First thing’s first. You are paying for the view.
The dishes served were OK. But hardly inspiring. Then again, why are you paying too much attention to the food when you should be looking at the stunning view? Meh. It’s Melbourne. I live here.
The cauliflower veloute was rich and velvety and a great contrast the smokiness of the mussels; however it, like a number of the dishes, lacked seasoning. And with no salt present on the table, this couldn’t be corrected. The accompanying Pinot Gris was a great match, as were the other wines throughout the night. Eureka 89 gets a big 10/10 for their wine selection and matching… particularly the 2006 Rolf Binder Veritas ‘Bulls Blood’ Shiraz – an absolute cracker of a wine! But more about that later.
The second course was a seared matchbox sized piece of snapper, with a smear of heavily scented vanilla puree, a nicely turned (but undercooked, in my opinion) Jerusalem artichoke and a few other bits and pieces, there to provide some texture, I assume. The vanilla puree picked up the vanilla notes in the accompanying Chardonnay, but it became a little overpowering. The snapper was well seasoned, however the other elements of the dish were not so lucky.
The third course was a ballotine chicken wing (the size of a football for hamsters, if hamsters played football), a petite 1/2 scotch (quail) egg, a matchstick filled with something (I forget) and a great blob of mushroom puree which overpowered the whole dish. Chicken (again, under seasoned) doesn’t really taste of much; the puree killed it. The least favourite dish of the night by a mile.
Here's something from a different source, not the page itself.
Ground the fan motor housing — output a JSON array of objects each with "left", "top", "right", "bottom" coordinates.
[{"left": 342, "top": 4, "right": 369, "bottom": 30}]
The second best dish of the night was the aged beef fillet, 36-hour braised cheek, suet pie – a carnivore’s wet dream and a vego’s worst nightmare. A cracking dish and the seasoning wasn’t too bad, although I realised that I wasn’t a great fan of suet pastry as it was a little too dumpling-y for me… kind of like eating undercooked pastry, but I think this was how it was meant to be(?). The Rolf Binder nectar of the heavens was very well received to the point where we were pretty close to getting up and doing a jig (the wine was slowly taking effect) when we found out that this wine would also the accompaniment to the next course, which turned out to be my favourite.
Goat’s curd panna cotta, quince jelly and an oat biscuit stick, which we were instructed to crumble or dunk. Now I usually get pissed off when I go to a restaurant and have a dish served to me that I could make at home, but this is one where I’m glad they did because it was a ripper! Simple. Tasty. Balanced. Inspiring. And of course, lashings of Rolf Binder to wash it down with.
The last dish was a bit of a let down. It was a fairly uninspiring: A cute, but undercooked pear with a chocolate soufflé and a quenelle of homemade mascarpone (see: hamsters playing football), which I thought was impressive, but I’ve just looked up how to make it, so I’m not that impressed anymore. Oh and there was some orange so it was meant to be like a Jaffa. Probably. The highlight was the accompanying Pedro Ximenez.
The service (a wonderful German girl) was extremely attentive; given we were one of only three tables dining, I guess you’d expect nothing less. At the very least, our server was friendly and seemed to genuinely respond to our banter.
If you can afford to spend $195 on a degustation in Melbourne, then I’d recommend stumping up an extra $70 and heading to Jacques Reymond. You won’t get that spectacular view, but in a culinary sense, Jacques is AFL to Eureka’s VFL; leagues apart. However, if you’re from out of town and you probably won’t be as picky (as me) because you’ll be too busy taking in Melbourne’s skyline.
Level 89, Eureka Tower, 7 Riverside Quay, Southbank 3006
(03) 9693 8889
Good for: the views, out-of-towners, wonderful German waitresses, goat’s curd panna cotta, Rolf Binder Veritas ‘Bulls Blood’ Shiraz… a cracker!